Por Carlos Pronzato

Entre 1964 e 1973, Joaquin Salvador Lavado, mais conhecido como Quino, alimentou diariamente o planeta com as frases sempre agudas da sua criação mais famosa: a menina irreverente de seis anos, Mafalda. Após 1973 e até hoje, as tiras da “heroína zangada que não aceita o mundo como ele é”, nas palavras de Umberto Eco, continuaram circulando em inúmeras publicações e explodiram ainda mais com a chegada da internet e das redes sociais. Em 30 de setembro passado, um dia após completar 56 anos da primeira aparição pública da sua criatura, Quino faleceu aos 88 anos.

O cartunista argentino poderia ocupar um pedestal ao lado dos grandes pensadores do mundo ocidental? As provocações intelectuais da pequena notável aguçaram o espírito crítico dos seus leitores? A tira diária foi o resumo cotidiano de uma época marcada pelo consumismo capitalista? Filósofos, antropólogos, cientistas sociais e políticos, analistas do mundo moderno e contemporâneo, teriam atingido o mesmo impacto e o poder de expansão das ideias estimulantes da filha do Quino?

Mafalda provoca sempre, com suas perguntas objetivas e desafiantes, um terremoto interno nas convicções sociais do mundo adulto. Poucas palavras são suficientes para fazer tremer as estantes do denominado – e pétreo – senso comum. Não há injustiça que escape, episódios marcantes da sua época ou acontecimentos rotineiros da vida conjugal e familiar de onde o humorista gráfico extraia considerações contundentes postas na boca da sua questionadora e insistente garotinha. Ou seria ao contrário? A convivência contínua entre ambos, criador e criatura, nas conversas a luz do dia, perscrutando as notícias nos jornais ou sob a iluminação artificial do estúdio madrugada adentro, percorrendo a silhueta gorducha com o lápis, não teriam criado a simbiose de uma única pessoa, um espelho borgeano de dupla mão, onde Mafalda, personagem constituída, ditasse suas próprias frases ao seu criador?
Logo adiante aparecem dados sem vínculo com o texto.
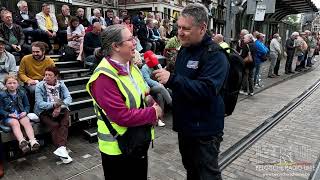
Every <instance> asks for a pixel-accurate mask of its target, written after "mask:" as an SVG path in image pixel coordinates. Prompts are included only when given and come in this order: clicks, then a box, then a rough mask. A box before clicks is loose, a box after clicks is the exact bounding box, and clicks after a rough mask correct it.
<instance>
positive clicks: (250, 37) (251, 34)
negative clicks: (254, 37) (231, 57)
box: [243, 34, 253, 41]
mask: <svg viewBox="0 0 320 180" xmlns="http://www.w3.org/2000/svg"><path fill="white" fill-rule="evenodd" d="M243 37H244V38H246V37H248V38H249V39H250V40H251V41H253V35H252V34H246V35H244V36H243Z"/></svg>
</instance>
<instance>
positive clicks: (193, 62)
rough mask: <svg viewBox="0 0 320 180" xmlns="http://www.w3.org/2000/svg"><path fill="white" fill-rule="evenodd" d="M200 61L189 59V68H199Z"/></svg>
mask: <svg viewBox="0 0 320 180" xmlns="http://www.w3.org/2000/svg"><path fill="white" fill-rule="evenodd" d="M198 65H199V61H191V60H189V61H188V63H187V68H190V69H198Z"/></svg>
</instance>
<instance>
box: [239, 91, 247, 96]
mask: <svg viewBox="0 0 320 180" xmlns="http://www.w3.org/2000/svg"><path fill="white" fill-rule="evenodd" d="M239 93H240V94H242V95H248V93H247V92H245V91H244V90H240V91H239Z"/></svg>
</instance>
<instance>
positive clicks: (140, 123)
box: [91, 75, 156, 127]
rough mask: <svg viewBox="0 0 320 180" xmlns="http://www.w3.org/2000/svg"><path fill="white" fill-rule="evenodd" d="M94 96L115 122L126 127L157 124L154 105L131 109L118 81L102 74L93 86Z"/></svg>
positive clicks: (102, 107) (155, 111)
mask: <svg viewBox="0 0 320 180" xmlns="http://www.w3.org/2000/svg"><path fill="white" fill-rule="evenodd" d="M91 91H92V96H93V97H94V98H95V100H96V101H97V102H98V104H99V105H100V107H101V108H102V109H103V110H104V111H105V112H106V113H107V114H108V117H109V118H110V119H112V121H113V122H115V123H117V124H118V125H120V126H124V127H134V126H140V125H145V124H155V122H156V111H155V109H154V108H153V107H146V108H144V109H136V108H132V109H129V108H128V107H127V106H126V104H125V102H124V100H123V98H122V95H121V93H120V90H119V88H118V87H117V84H116V82H115V81H114V80H113V79H111V78H109V77H107V76H105V75H100V76H99V77H98V78H97V80H96V81H94V82H93V83H92V86H91Z"/></svg>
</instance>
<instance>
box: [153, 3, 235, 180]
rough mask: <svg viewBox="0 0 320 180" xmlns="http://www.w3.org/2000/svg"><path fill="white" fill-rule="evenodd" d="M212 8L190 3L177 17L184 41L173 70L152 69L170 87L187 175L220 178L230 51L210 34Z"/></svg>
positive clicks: (200, 176)
mask: <svg viewBox="0 0 320 180" xmlns="http://www.w3.org/2000/svg"><path fill="white" fill-rule="evenodd" d="M207 24H208V10H207V8H206V7H205V6H204V5H202V4H199V3H194V4H188V5H187V6H186V7H185V8H184V9H183V10H182V12H181V16H180V17H179V19H178V26H179V29H178V37H179V39H180V42H181V44H182V47H181V49H180V51H179V53H178V55H177V61H176V64H175V70H174V72H173V73H170V72H169V71H167V70H165V69H158V70H155V71H154V75H155V78H156V79H157V80H158V82H160V83H162V84H164V85H165V86H166V87H168V88H170V89H171V90H172V105H173V110H172V113H173V130H174V131H176V132H178V141H179V150H180V154H181V156H182V163H183V165H184V167H185V169H186V170H187V179H210V180H217V179H218V180H219V179H222V178H221V172H220V170H219V166H218V155H219V148H220V143H221V141H222V135H223V127H224V115H225V108H224V99H223V97H222V91H221V90H222V89H223V86H224V82H225V80H226V78H227V75H228V71H229V64H228V59H227V56H226V54H225V53H224V52H223V50H221V49H222V48H221V47H219V45H218V44H216V43H214V42H213V41H212V39H211V37H210V36H209V35H207V33H206V31H207Z"/></svg>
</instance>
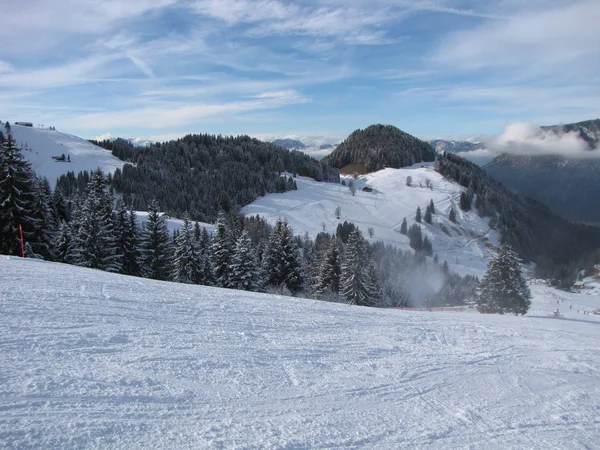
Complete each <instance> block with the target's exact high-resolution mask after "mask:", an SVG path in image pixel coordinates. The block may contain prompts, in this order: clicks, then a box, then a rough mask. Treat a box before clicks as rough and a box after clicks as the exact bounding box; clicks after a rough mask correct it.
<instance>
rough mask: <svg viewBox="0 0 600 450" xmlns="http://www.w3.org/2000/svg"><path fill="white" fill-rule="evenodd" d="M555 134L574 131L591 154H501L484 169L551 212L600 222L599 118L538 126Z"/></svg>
mask: <svg viewBox="0 0 600 450" xmlns="http://www.w3.org/2000/svg"><path fill="white" fill-rule="evenodd" d="M542 129H543V130H545V131H552V132H554V133H556V134H557V135H560V134H563V133H567V132H574V133H577V135H578V136H579V137H580V138H581V139H582V140H583V141H585V142H586V143H587V145H588V147H589V149H590V150H589V151H590V152H594V153H591V154H590V156H593V155H594V154H596V156H595V157H587V158H574V157H566V156H560V155H538V156H522V155H513V154H502V155H500V156H498V157H496V158H495V159H494V160H492V161H491V162H490V163H488V164H487V165H485V166H484V170H485V171H486V172H487V173H488V174H489V175H490V176H491V177H493V178H495V179H497V180H498V181H500V182H502V184H504V185H505V186H507V187H509V188H511V189H514V190H516V191H518V192H520V193H522V194H523V195H525V196H527V197H531V198H533V199H535V200H538V201H540V202H542V203H544V204H546V205H547V206H549V207H550V209H552V210H553V211H554V212H555V213H557V214H559V215H561V216H563V217H565V218H567V219H570V220H576V221H583V222H591V223H598V224H600V206H598V205H599V202H600V149H598V145H599V143H600V119H596V120H588V121H585V122H579V123H573V124H567V125H554V126H548V127H542Z"/></svg>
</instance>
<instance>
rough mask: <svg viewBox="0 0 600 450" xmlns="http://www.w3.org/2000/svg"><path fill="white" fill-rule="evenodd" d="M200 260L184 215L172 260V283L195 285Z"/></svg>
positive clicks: (193, 237) (196, 280)
mask: <svg viewBox="0 0 600 450" xmlns="http://www.w3.org/2000/svg"><path fill="white" fill-rule="evenodd" d="M200 271H201V267H200V260H199V258H198V254H197V247H196V245H195V242H194V231H193V229H192V225H191V223H190V220H189V216H188V215H187V214H186V215H185V216H184V218H183V225H182V226H181V228H180V229H179V233H178V234H177V246H176V248H175V255H174V259H173V278H172V279H173V281H176V282H178V283H188V284H192V283H196V282H197V281H198V280H199V278H200Z"/></svg>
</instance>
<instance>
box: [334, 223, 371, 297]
mask: <svg viewBox="0 0 600 450" xmlns="http://www.w3.org/2000/svg"><path fill="white" fill-rule="evenodd" d="M371 271H372V268H371V261H370V258H369V255H368V252H367V249H366V243H365V241H364V238H363V237H362V233H361V232H360V230H359V229H356V230H354V231H353V232H352V233H351V234H350V237H349V238H348V245H347V246H346V261H345V262H344V264H343V265H342V282H341V286H340V293H341V294H343V295H344V296H345V297H346V300H347V301H348V303H349V304H351V305H360V306H372V305H373V304H374V303H375V298H376V296H375V291H376V289H375V287H374V285H373V280H372V279H371Z"/></svg>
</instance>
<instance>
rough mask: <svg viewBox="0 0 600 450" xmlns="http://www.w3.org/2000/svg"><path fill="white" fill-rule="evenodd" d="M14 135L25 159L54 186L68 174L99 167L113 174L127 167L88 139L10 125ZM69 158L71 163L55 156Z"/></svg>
mask: <svg viewBox="0 0 600 450" xmlns="http://www.w3.org/2000/svg"><path fill="white" fill-rule="evenodd" d="M11 131H12V135H13V137H14V139H15V142H16V143H17V145H18V146H19V147H22V148H23V156H24V157H25V159H27V160H28V161H29V162H30V163H31V166H32V168H33V170H34V171H35V173H36V174H37V175H39V176H44V177H46V178H48V181H49V182H50V185H51V186H52V187H54V185H55V184H56V179H57V178H58V177H60V176H61V175H63V174H65V173H67V172H74V173H75V175H77V174H78V173H79V172H81V171H84V170H87V171H88V172H89V171H92V170H95V169H97V168H98V167H100V168H101V169H102V170H103V171H104V172H106V173H114V171H115V170H116V169H117V168H121V167H123V164H125V163H124V162H123V161H121V160H120V159H119V158H117V157H115V156H113V154H112V153H111V152H110V151H108V150H105V149H103V148H101V147H98V146H96V145H93V144H91V143H89V142H88V141H86V140H85V139H82V138H79V137H77V136H73V135H71V134H66V133H61V132H59V131H54V130H48V129H45V128H35V127H25V126H21V125H12V124H11ZM62 154H64V155H65V157H68V156H70V157H71V162H59V161H55V160H54V159H52V157H53V156H57V157H60V156H61V155H62Z"/></svg>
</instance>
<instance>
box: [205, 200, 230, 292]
mask: <svg viewBox="0 0 600 450" xmlns="http://www.w3.org/2000/svg"><path fill="white" fill-rule="evenodd" d="M232 247H233V245H232V242H231V237H230V234H229V230H228V229H227V220H226V218H225V213H223V212H220V213H219V215H218V217H217V223H216V224H215V231H214V234H213V236H212V242H211V244H210V259H211V263H212V268H213V273H214V278H215V285H216V286H219V287H229V277H230V275H231V256H232V254H233V248H232Z"/></svg>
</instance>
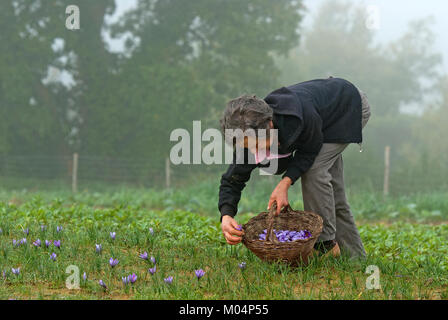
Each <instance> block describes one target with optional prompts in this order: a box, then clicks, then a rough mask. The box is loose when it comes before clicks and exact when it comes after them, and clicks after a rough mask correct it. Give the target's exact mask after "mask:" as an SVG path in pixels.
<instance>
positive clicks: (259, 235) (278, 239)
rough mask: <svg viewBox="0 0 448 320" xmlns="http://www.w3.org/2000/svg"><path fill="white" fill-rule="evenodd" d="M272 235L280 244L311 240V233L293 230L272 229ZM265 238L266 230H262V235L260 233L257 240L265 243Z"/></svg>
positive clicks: (310, 232) (264, 229) (303, 231)
mask: <svg viewBox="0 0 448 320" xmlns="http://www.w3.org/2000/svg"><path fill="white" fill-rule="evenodd" d="M274 234H275V236H276V237H277V239H278V241H280V242H292V241H297V240H307V239H309V238H311V232H309V231H308V230H300V231H295V230H275V229H274ZM266 237H267V230H266V229H264V230H263V233H260V235H259V238H258V239H259V240H261V241H266Z"/></svg>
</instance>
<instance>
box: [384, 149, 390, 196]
mask: <svg viewBox="0 0 448 320" xmlns="http://www.w3.org/2000/svg"><path fill="white" fill-rule="evenodd" d="M389 176H390V146H386V147H385V148H384V186H383V195H384V196H387V195H388V194H389Z"/></svg>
Conjecturas à parte, a irrupção no nosso mundo – espoliado, degradado e destruído pelos irracionais poderes financeiros -, da irreverente dupla Quino/Mafalda, trouxe uma cálida brisa diária de alegria e otimismo a milhões de pessoas. Mas Quino deixou este mundo, esse mesmo globo terrestre onde Mafalda alguma vez colocou uma placa com os dizeres: “Cuidado! Irresponsáveis trabalhando”. Mafalda ficou órfã, mas abrigada no coração de quase todos, que escutarão por sempre as insólitas e afiadas observações da eterna garotinha rebelde de seis anos.

Dizem que certa vez perguntaram a Quino como seria hoje uma Mafalda adulta e ele respondeu: “Mafalda nunca teria chegado a ser adulta, estaria entre os 30.000 desaparecidos da ditadura militar argentina”.


CARLOS PRONZATO – Cineasta documentarista, poeta, escritor, membro do IGHB.